Am interessantesten war es für Goldköpfchen, wenn irgendeine Stunde gemeinsam mit den größeren Schülerinnen abgehalten wurde. Da Fräulein Greger nicht genügend Lehrkräfte anstellen konnte, da ja auch die einzelnen Klassen sehr klein waren, wurden manche Stunden doppelt belegt. Während die Großen zeichneten oder Klassenaufsätze schrieben, auch französische oder englische Übersetzungen machten, wurden die Abcschützen im Rechnen, Lesen oder Schreiben unterwiesen, und wenn die Kleinsten schrieben, hatten wieder die Größeren irgendeinen mündlichen Unterricht.

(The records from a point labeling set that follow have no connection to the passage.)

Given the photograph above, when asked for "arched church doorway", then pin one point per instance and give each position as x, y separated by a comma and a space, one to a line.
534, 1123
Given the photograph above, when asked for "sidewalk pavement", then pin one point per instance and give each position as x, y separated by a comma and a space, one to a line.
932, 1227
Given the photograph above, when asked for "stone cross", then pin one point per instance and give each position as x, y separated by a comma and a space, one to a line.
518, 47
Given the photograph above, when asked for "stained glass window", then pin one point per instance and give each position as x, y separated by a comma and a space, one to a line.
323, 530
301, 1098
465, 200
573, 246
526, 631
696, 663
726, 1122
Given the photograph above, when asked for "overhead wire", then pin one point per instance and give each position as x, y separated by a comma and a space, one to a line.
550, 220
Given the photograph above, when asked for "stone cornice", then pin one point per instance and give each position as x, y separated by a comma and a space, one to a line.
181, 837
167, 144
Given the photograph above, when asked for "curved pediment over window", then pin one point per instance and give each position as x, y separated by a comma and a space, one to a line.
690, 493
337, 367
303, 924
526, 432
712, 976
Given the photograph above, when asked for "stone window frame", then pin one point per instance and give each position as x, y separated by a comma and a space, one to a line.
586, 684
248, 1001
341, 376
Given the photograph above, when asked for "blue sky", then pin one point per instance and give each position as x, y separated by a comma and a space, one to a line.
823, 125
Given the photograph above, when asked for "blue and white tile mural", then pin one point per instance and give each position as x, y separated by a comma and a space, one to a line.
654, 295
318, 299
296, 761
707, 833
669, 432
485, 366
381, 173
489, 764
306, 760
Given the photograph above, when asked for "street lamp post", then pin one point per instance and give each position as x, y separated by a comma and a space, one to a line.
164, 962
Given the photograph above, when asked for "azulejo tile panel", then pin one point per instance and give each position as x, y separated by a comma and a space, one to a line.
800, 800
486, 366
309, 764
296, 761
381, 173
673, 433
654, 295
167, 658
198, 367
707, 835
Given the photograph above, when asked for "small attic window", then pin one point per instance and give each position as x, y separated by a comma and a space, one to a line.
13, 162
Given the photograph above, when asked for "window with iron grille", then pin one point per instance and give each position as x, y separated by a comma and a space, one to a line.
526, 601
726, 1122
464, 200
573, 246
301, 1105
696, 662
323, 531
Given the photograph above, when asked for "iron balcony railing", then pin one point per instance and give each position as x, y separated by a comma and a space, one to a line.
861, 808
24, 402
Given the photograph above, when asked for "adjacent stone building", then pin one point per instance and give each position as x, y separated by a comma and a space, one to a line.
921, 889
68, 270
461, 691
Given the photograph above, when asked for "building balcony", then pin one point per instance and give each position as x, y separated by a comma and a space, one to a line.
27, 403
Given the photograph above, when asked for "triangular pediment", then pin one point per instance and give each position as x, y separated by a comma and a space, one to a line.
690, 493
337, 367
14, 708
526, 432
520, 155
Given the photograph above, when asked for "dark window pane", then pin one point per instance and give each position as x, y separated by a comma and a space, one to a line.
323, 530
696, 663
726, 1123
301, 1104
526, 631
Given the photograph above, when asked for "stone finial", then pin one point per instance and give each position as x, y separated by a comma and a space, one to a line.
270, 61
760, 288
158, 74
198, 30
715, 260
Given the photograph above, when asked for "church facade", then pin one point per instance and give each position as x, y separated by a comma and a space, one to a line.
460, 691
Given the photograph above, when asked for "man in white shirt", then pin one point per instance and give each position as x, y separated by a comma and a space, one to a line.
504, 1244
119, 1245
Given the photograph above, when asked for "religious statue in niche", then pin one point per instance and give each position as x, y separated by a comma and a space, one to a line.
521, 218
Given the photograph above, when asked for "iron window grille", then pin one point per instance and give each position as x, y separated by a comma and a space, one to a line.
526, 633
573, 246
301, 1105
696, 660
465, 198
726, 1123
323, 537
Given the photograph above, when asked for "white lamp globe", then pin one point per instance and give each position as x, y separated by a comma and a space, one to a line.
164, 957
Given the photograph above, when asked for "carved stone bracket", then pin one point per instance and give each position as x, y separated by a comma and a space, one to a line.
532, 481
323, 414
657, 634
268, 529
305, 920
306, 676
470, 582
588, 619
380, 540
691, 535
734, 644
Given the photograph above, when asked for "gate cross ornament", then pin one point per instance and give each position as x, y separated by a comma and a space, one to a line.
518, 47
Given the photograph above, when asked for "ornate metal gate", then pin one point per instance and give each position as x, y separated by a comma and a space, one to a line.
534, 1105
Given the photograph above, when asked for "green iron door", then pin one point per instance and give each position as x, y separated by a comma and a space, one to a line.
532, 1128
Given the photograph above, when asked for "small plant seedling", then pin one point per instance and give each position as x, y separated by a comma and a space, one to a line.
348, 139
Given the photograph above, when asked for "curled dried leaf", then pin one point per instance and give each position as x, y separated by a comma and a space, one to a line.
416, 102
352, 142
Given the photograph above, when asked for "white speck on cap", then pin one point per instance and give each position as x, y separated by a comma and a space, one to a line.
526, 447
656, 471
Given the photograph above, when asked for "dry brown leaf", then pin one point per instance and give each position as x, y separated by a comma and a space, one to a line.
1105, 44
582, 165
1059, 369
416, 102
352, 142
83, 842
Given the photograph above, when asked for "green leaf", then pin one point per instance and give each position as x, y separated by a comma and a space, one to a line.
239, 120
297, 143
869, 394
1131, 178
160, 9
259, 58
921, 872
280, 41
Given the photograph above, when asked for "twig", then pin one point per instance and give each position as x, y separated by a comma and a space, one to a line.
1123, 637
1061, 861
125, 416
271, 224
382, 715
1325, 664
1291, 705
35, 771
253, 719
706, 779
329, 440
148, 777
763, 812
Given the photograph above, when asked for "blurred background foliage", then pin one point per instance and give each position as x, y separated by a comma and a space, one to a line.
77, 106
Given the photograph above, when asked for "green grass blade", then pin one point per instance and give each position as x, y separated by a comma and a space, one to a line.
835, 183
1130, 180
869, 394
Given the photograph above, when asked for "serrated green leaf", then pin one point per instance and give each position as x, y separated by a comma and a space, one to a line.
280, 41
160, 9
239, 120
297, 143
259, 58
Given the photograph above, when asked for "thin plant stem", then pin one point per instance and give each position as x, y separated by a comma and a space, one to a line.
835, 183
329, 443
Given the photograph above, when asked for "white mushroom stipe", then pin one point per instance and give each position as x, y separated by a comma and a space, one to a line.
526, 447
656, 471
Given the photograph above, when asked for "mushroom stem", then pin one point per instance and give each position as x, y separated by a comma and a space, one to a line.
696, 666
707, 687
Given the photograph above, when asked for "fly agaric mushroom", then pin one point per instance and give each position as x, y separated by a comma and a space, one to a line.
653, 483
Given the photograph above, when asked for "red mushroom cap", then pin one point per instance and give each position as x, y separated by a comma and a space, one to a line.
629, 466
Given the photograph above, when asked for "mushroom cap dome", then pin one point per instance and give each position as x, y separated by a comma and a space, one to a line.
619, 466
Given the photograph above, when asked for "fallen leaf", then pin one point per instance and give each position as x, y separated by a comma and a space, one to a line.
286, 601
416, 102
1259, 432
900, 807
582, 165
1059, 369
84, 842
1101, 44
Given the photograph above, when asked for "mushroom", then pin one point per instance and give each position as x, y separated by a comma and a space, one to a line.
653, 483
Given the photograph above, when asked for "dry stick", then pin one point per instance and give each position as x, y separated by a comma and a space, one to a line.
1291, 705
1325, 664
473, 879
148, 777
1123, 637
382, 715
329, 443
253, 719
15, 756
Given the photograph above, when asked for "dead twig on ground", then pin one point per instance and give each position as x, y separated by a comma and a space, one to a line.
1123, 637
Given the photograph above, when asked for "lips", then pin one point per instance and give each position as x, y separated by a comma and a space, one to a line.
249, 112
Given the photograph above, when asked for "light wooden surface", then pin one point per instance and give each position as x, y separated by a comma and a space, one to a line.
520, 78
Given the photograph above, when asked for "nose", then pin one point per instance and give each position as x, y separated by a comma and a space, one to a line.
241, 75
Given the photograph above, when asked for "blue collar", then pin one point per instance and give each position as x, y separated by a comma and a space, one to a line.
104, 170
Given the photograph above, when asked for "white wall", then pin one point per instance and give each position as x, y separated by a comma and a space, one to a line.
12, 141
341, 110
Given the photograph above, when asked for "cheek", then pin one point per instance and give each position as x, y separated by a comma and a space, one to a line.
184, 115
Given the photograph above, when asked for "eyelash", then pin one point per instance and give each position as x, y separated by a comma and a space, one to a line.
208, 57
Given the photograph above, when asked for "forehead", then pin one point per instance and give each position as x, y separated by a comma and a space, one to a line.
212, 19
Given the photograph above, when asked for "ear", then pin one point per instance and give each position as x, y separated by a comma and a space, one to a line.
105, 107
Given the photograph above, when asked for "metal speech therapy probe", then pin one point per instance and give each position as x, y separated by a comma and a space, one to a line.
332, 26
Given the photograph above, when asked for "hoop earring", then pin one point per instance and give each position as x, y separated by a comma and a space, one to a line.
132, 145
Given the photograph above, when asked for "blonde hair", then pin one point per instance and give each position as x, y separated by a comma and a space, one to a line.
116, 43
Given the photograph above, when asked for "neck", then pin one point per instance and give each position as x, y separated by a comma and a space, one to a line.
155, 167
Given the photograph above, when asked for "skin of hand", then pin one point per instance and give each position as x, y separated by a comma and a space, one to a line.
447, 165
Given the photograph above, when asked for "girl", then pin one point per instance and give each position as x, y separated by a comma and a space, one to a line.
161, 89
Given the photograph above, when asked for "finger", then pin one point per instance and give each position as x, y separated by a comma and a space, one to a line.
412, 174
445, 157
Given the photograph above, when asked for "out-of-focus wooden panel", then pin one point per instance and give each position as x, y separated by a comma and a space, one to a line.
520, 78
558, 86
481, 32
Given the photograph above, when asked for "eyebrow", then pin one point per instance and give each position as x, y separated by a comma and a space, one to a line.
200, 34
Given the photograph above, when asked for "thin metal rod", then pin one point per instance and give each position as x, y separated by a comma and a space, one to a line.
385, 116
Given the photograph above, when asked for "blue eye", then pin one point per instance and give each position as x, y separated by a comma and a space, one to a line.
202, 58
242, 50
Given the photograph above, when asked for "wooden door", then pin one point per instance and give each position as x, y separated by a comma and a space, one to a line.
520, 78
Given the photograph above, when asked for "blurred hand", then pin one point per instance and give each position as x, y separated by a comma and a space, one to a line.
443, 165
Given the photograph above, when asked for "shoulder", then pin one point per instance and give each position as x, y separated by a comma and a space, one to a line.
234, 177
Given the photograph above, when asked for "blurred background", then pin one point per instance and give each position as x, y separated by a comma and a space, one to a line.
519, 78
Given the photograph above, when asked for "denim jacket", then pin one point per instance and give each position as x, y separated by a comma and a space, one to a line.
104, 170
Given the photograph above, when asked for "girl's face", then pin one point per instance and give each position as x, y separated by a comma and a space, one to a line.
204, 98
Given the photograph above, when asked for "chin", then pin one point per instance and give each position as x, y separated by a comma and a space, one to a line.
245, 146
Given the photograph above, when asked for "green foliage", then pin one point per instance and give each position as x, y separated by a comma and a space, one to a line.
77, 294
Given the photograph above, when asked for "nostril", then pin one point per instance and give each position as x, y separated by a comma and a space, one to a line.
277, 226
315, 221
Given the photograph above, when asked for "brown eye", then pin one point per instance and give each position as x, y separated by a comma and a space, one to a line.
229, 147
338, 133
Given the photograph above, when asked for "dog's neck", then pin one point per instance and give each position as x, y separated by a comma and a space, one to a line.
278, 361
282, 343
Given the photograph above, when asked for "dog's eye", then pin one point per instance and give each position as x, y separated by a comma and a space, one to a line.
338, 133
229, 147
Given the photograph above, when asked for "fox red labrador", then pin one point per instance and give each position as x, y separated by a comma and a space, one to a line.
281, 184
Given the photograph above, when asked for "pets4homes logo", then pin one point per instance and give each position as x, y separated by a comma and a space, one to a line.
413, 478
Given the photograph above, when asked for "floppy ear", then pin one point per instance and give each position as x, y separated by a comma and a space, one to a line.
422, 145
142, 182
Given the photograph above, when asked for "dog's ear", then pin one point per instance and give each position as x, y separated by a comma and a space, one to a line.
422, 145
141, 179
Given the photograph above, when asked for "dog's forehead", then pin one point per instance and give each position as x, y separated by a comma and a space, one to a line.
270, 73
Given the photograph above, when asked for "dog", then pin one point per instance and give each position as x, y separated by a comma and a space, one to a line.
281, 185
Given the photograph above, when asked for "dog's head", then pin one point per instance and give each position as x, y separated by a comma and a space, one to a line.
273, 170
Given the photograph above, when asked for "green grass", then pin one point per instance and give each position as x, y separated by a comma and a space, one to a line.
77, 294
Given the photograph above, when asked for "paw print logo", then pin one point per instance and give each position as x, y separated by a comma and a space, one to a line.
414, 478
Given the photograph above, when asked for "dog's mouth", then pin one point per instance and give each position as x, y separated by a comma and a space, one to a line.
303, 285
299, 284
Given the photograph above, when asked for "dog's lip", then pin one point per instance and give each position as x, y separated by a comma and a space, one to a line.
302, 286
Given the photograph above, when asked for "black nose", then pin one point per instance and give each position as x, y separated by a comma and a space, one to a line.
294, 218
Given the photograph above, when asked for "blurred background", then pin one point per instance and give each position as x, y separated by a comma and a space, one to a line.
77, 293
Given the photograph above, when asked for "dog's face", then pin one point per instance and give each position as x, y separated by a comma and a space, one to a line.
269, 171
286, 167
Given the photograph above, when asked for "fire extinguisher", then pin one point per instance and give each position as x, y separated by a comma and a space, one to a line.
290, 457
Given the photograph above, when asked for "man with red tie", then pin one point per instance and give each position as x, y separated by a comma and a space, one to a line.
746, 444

Da gab es für Bärbel mancherlei zu erlauschen, und sie vergaß dann ganz, daß sie selbst Zahlen oder Buchstaben zu schreiben hatte. Das Kind kehrte oft mit den merkwürdigsten Anliegen heim, und erst gestern hatte sich Herr Wagner wieder das Lachen verbeißen müssen, als er von Bärbel erfuhr, daß eine der älteren Schülerinnen an die Lehrerin die Frage gestellt habe, was ein Autodidakt sei.
»Vati, das Fräulein hat gesagt, ein Autodidakt sei jemand, der sich selbst unterrichte. Ich möchte auch ein Autodidakt sein und nicht mehr in die Schule gehen. Ich unterrichte mich selbst!«
»Da würde etwas Nettes herauskommen«, sagte Herr Wagner, »im übrigen ist es viel besser, du wirst unterrichtet. Du bist ohnehin ein kleiner Faulpelz. Wie ich gehört habe, sitzest du als Letzte. – Kannst du denn nicht auf den ersten Platz kommen?«
»Nein, Vati«, entgegnete Bärbel treuherzig, »das kann ich nicht.«
»Warum denn nicht?«
»Da sitzt doch schon eine!«
»Dann mußt du eben so fleißig sein, daß du über diese eine kommst.«
»Das geht auch nicht, Vati, da ist doch keine Bank mehr.«
»Du sollst eben so fleißig lernen, daß dich die Lehrerin zur Ersten der Klasse macht.«
Bärbel senkte das Köpfchen und sagte nichts mehr.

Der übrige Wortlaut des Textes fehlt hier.